エスパルタの北部にある丘には、誰のものでもないオリーブの木が一本生えている。
そのオリーブは、何百年も昔からそこにあって、エスパルタの歴史を見守ってきた。
平和を象徴するそのオリーブのもとで結ばれた縁は、生涯切れることのない幸せな縁だという。
オリーブの木に寄りかかり、黒曜が眠っていた。
小高い丘には冷えた風が吹く。日当たりはいいが、これでは風邪を引く。
「黒曜」
しゃがみこんで呼びかけると、黒曜の目元が震えて、すぐに開いた。
「タンジェリンか」
「こんなとこで寝たら風邪引くぞ」
「ん……」
黒曜は軽く伸びをして、座り直した。
「いい国だ。……来るのは二度目だが」
「ああ。そういやそうだったか。ま、あのときは観光なんざできなかったろ」
タンジェが復讐を志し、エスパルタを出るときのことだ。黒曜はある目的でエスパルタにいて、たまたまタンジェとともにベルベルントへ発った。当時はお互い初対面。思えばあのときからの付き合いか。
タンジェはトゥロンを差し出した。
「食えよ」
「最後の一つのようだが」
「構やしねえよ」
それでも黒曜が遠慮しようとするので、タンジェはトゥロンを半分に割った。片方を差し出すと、今度は黒曜は素直に受け取り、ぽり、と口に入れた。さっきまで、まるでまどろむようにゆらゆらしていたしっぽが、今は機嫌よさそうに立っている。風が二人の間を抜けていく。

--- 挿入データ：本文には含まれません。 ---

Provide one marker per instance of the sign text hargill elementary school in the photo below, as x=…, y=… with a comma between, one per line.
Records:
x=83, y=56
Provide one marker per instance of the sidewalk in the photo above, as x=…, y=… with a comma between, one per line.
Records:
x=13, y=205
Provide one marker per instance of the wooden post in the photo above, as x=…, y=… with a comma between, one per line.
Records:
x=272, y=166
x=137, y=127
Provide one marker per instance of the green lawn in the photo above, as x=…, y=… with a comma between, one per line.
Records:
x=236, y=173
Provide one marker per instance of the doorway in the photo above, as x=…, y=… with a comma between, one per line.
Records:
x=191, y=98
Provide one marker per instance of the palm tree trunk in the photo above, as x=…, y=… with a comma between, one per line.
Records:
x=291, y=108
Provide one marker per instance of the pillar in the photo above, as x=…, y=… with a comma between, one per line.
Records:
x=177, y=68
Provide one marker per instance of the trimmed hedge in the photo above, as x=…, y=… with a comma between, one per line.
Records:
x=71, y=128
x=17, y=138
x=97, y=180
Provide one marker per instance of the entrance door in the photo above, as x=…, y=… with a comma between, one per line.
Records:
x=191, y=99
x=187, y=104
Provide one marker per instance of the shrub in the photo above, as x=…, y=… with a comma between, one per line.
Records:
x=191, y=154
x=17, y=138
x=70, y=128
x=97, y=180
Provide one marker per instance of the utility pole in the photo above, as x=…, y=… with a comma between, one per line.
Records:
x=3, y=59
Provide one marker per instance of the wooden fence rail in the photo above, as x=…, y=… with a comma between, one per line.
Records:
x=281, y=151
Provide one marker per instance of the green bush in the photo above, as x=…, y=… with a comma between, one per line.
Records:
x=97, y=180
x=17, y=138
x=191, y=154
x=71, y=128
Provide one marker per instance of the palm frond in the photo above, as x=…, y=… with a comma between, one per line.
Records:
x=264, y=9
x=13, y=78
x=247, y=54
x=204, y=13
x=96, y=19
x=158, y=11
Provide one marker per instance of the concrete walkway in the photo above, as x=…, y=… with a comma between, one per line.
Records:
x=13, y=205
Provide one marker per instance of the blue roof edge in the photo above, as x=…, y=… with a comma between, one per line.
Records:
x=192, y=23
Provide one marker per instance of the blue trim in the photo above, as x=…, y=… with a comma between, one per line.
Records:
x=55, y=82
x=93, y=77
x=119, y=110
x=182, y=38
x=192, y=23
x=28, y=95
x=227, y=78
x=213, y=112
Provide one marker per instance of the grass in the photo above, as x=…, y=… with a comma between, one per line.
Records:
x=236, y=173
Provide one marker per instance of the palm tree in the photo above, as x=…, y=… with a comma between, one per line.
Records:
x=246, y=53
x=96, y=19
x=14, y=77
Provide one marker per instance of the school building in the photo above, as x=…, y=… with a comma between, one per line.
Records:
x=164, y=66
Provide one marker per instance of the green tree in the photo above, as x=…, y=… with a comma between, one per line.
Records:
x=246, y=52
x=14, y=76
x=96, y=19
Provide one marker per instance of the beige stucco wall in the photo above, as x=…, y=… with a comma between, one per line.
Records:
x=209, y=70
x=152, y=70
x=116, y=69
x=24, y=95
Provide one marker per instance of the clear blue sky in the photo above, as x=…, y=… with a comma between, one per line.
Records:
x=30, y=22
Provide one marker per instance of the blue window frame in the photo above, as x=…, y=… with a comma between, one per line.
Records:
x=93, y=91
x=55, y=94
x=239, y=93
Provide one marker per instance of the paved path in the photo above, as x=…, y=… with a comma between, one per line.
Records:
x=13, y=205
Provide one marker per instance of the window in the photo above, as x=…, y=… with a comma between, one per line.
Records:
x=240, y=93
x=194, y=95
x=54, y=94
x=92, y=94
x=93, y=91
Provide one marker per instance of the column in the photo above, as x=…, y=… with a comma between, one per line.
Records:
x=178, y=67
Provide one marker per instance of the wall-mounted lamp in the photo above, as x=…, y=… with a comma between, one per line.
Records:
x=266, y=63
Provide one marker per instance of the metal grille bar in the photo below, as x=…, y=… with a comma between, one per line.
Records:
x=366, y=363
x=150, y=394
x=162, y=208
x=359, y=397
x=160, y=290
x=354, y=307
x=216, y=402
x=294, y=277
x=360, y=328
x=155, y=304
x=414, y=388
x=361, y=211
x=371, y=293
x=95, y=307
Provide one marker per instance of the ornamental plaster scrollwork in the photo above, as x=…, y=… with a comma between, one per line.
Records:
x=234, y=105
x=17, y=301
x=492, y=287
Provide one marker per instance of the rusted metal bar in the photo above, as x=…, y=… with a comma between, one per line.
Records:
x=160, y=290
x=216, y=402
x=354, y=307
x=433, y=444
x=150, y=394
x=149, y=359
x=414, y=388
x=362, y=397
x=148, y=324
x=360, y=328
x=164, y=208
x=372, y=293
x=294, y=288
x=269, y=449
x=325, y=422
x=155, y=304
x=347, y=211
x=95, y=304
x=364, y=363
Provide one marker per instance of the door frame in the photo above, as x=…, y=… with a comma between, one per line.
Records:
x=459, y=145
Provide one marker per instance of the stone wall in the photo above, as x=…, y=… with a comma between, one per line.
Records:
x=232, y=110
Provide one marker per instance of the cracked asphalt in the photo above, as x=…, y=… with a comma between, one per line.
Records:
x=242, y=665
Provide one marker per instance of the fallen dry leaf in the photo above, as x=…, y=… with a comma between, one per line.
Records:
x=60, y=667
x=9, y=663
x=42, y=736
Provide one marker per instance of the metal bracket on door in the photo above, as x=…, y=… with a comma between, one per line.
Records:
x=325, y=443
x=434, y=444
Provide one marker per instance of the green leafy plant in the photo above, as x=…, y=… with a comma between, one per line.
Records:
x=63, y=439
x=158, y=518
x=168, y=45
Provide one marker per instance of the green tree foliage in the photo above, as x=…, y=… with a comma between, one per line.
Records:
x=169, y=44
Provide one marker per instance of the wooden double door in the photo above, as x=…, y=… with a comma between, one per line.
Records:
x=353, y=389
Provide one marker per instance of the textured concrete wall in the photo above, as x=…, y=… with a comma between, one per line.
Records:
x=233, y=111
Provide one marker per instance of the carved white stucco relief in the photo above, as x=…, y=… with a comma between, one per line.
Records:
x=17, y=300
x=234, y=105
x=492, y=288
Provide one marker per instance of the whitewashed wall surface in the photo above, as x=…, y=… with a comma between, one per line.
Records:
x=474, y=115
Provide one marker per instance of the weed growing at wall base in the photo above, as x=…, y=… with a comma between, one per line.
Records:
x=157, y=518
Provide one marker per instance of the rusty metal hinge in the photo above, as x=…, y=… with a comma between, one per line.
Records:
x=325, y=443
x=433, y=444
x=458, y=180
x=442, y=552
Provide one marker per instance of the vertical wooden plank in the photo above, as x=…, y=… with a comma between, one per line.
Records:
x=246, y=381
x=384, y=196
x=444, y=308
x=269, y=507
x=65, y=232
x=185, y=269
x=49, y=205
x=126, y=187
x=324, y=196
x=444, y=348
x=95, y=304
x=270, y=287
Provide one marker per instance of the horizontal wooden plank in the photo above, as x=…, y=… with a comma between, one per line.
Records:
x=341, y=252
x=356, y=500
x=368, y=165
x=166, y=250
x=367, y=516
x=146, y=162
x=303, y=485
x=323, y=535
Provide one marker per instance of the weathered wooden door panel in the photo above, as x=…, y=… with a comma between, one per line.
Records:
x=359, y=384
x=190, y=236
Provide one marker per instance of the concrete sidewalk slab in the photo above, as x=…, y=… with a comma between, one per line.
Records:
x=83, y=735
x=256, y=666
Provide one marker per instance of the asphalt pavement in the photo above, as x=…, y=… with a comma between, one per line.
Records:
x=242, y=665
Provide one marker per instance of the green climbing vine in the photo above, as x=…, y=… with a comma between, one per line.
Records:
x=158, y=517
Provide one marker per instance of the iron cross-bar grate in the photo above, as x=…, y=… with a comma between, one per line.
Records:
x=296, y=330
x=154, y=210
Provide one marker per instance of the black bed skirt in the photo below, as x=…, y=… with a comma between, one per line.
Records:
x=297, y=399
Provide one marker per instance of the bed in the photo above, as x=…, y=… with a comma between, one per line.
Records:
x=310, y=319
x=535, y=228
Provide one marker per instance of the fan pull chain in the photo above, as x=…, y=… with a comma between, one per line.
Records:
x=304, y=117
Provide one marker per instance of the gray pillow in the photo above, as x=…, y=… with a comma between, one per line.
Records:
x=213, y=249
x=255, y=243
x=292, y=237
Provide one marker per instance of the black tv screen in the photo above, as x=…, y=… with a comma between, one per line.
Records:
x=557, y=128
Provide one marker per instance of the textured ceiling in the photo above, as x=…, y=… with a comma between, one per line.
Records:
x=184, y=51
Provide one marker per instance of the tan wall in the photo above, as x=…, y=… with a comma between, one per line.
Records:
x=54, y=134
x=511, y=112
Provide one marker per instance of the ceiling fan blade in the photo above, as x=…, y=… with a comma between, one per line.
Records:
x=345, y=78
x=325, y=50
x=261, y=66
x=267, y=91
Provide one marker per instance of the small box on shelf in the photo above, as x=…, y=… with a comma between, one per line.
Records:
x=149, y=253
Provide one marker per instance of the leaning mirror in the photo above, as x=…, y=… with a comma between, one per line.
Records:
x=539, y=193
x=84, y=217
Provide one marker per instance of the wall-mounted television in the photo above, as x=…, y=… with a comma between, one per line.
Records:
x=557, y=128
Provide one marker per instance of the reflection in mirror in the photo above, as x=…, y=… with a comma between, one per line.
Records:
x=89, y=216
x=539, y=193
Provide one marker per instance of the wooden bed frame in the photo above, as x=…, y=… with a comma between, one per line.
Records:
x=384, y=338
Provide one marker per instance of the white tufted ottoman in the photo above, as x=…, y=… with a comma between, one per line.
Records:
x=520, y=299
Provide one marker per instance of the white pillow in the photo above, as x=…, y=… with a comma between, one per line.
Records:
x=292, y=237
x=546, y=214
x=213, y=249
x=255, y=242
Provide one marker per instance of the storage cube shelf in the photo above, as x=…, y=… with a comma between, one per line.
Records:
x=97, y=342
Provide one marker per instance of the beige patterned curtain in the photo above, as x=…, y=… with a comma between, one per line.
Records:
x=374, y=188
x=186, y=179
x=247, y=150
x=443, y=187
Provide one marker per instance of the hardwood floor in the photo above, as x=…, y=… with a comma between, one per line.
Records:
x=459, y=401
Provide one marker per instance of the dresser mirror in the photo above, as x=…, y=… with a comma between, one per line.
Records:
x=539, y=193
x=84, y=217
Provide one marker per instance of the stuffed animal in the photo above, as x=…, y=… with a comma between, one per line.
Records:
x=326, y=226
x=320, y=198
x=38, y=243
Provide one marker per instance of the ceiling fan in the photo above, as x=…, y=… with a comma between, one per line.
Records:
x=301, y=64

黒曜に奴隷の立場からどう逃れたのか尋ねることを一瞬、考えて、やめた。そんなことを聞くのは悪趣味だ。きっとこれからも、知る機会がないままでいいことだ。
「タンジェリン」
「ん?」
「決めたのか」
「……」
オーガへの復讐の話だ。
「……オーガどもが俺の村を襲ったのは、そもそも最初に俺の両親に雇われた冒険者がオーガを襲ったからなんだと」
タンジェの言葉は、たぶん唐突だったと思うが、黒曜は黙って聞いていた。
「両親がなんで冒険者を雇ったかってのは……成長した俺、オーガの子を、オーガたちが取り戻しに来るんじゃねえかと心配したかららしい」
「……」
「それでオーガをぶっ殺して、その復讐にオーガに村を襲われた。それで今度は俺がオーガに復讐……」
タンジェは晴れ渡った空を仰いだ。
「こんなのまるっきり逆恨みじゃねえか」
そして、本音が出た。
「萎えるぜ……」
コンシットを殺されたと、タンジェに反省を促すのだと息巻くトリカに、逆恨みだと文句を言えた義理ではない……というのが、何とも苦い気持ちになる。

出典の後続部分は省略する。